Un musicista immortale, un protagonista assoluto del ventesimo secolo, un’icona di libertà: tutto questo è stato Robert Nesta Marley (e già dal nome completo un po’ di calcio c’è…), al secolo Bob Marley.
Giamaicano classe 1945, con i suoi successi (in particolare “Redemption Song”, “No woman no cry”, “Stand up”) ha lanciato continui messaggi d’amore e di pace, intrecciando inevitabilmente la politica con i suoi testi dedicati alla lotta dell’oppressione politica e razziale.
Ciò che molti non sanno (o che considerano un aspetto secondario) del leggendario cantante reggae, è l’amore folle per il calcio che Bob coltivava fin da bambino.
Robert Marley, nato col pallone
La primissima infanzia di Robert Marley assomiglia a quella di tantissimi bambini dei paesi poveri post Seconda Guerra Mondiale: si gioca con quel che si può, l’avere un pallone per giocare per strada è già un lusso notevole. Robert ha tale fortuna: nel contesto di un’infanzia difficilissima, senza padre e in una città (Kingston) malfamata e violentissima, può fin da piccolo distrarsi prendendo a calci un pallone.
Pallone che non lo abbandonerà mai anche a successo musicale raggiunto: non è un caso che uno dei primi investimenti, con il denaro racimolato dalla vendita dei primi dischi, Robert l’abbia dedicato alla costruzione di un vero e proprio campo da gioco presso la propria residenza: presso Hope Road 56 , a Kingston, sono divenuti celebri i match disputati tra Marley, i suoi familiari e i suoi amici, giocati praticamente ogni giorno.
L’evoluzione calcistica di Marley, in un certo senso, progrediva di pari passo con quella musicale: del resto, tra gli amici che frequentavano quotidianamente il campo di Hope Road vi era Allan Cole, forse il più grande attaccante della storia della Nazionale Giamaicana di calcio, che sin dal primo momento affiancava Bob in partite e allenamenti sempre più duri e completi.
La seconda vita (pallonara) a Londra
Kingston, l’abbiamo detto, non restava un posto tranquillo: nel 1976 Bob, la moglie Rita e i figli furono vittime di un attentato armato nella loro casa (generato dall’instabilità politica che Marley creava con la sua musica). Fortunatamente, se la cavarono tutti quanti, con l’unico risultato di generare il trasferimento di tutta la famiglia a Londra.
Il caso volle che Bob Marley, assieme ai componenti del proprio gruppo (i Wailers) trovasse casa presso il 32 di Oakley Road, una strada del quartiere Chelsea, a poche decine di metri da Battersea Park, il loro stadio dell’epoca.
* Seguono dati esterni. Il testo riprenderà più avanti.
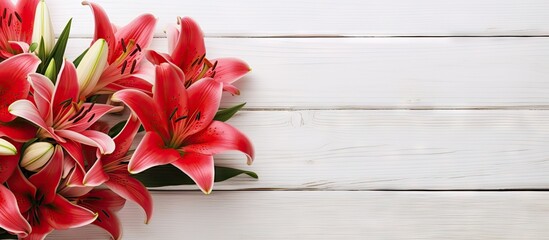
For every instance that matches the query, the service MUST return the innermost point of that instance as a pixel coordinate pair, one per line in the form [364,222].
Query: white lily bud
[43,28]
[37,155]
[91,67]
[6,148]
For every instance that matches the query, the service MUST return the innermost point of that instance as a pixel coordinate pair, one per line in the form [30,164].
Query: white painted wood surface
[337,215]
[328,17]
[333,111]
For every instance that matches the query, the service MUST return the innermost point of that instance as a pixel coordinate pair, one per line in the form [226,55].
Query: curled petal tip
[6,148]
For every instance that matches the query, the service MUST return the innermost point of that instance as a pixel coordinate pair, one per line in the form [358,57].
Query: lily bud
[6,148]
[91,67]
[37,155]
[51,70]
[43,28]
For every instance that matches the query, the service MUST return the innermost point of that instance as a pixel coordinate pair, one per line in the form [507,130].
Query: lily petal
[147,112]
[25,109]
[10,217]
[219,137]
[151,152]
[74,149]
[189,47]
[95,113]
[43,93]
[132,189]
[90,138]
[47,179]
[96,175]
[13,81]
[61,214]
[91,67]
[106,203]
[204,99]
[157,58]
[22,189]
[200,168]
[66,88]
[169,90]
[18,130]
[141,30]
[123,140]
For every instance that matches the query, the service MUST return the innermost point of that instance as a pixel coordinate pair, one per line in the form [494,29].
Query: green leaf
[51,71]
[42,50]
[226,114]
[168,175]
[58,51]
[116,129]
[79,58]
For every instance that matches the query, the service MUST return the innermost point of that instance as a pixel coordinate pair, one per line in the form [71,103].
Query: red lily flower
[126,44]
[10,217]
[106,203]
[13,82]
[61,115]
[16,25]
[42,207]
[187,51]
[112,170]
[180,127]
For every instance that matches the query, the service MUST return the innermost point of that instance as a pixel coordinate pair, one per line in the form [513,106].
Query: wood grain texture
[389,149]
[385,73]
[336,215]
[326,17]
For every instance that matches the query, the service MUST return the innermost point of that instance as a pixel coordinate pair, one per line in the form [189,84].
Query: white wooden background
[372,119]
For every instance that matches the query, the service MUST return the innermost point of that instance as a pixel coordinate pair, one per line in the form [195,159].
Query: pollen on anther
[124,67]
[133,66]
[18,17]
[123,45]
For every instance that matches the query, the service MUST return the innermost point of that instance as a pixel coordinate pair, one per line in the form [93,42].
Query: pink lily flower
[44,209]
[106,203]
[16,26]
[180,127]
[126,46]
[13,81]
[61,115]
[112,170]
[187,51]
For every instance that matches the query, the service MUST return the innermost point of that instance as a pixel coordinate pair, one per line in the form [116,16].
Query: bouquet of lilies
[61,164]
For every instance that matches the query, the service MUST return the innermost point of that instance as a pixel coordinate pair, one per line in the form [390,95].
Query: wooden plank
[337,215]
[393,149]
[326,17]
[385,73]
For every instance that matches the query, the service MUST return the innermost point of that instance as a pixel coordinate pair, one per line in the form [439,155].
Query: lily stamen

Questa casualità portò Bob a creare, coadiuvato dall’amico Cole, una vera e propria società di calcio: l’House of Dread Football Club. La rosa, oltre che da Marley e da Cole, era composta da tutti i componenti dei Wailers e dai singoli membri dell’equipe che li seguiva (come il cuoco o il tecnico delle luci).
All’inizio la House of Dread giocava partite di carattere amatoriale nei vari campetti di calcio presenti all’interno dei numerosi quartieri della “city” londinese.
Dalla fine del 1977, contestualmente al successo planetario di Bob Marley e dei suoi Wailers nel settore musicale, le possibilità di organizzare partite si moltiplicarono. L’episodio più singolare avvenne all’inizio dell’estate del 1980, quando il team dei giamaicani affrontò per la prima volta alcuni giocatori di una squadra professionista: i francesi dell’FC Nantes.
L’incontro, giocato 5 contro 5, terminò 4 a 3 per i transalpini; molti furono i commenti positivi sulla figura di Bob Marley come calciatore. Su tutti quello del grande Henri Michel, all’epoca centrocampista: “Marley non è niente male, davvero. E poi mette sempre la gamba, pure se stavamo giocando in allegria”.
Bob Marley, artista anche col pallone
In effetti, lo stesso Bob Marley in una intervista rilasciata in precedenza aveva dichiarato: “Qualora non avessi fatto il cantante, con ogni probabilità sarei stato un rivoluzionario o un calciatore. Il calcio vuol dire libertà, creatività, dare libero sfogo alla propria ispirazione”.
Del resto, quando Bob giocava, non aveva un ruolo preciso: come nella musica, risultava del tutto fuori dagli schemi, giocava con la mente libera giusto per il gusto di giocare a pallone e condividere momenti felici con i propri amici.
Il re del reggae si spense l’11 maggio del 1981, e risulta emblematico l’insieme di oggetti che decise di portare con sé nel suo ultimo viaggio: una chitarra, una piantina di marijuana, una bibbia ed un pallone. Le quattro cose che hanno caratterizzato maggiormente l’esistenza di un gigante dello scorso secolo.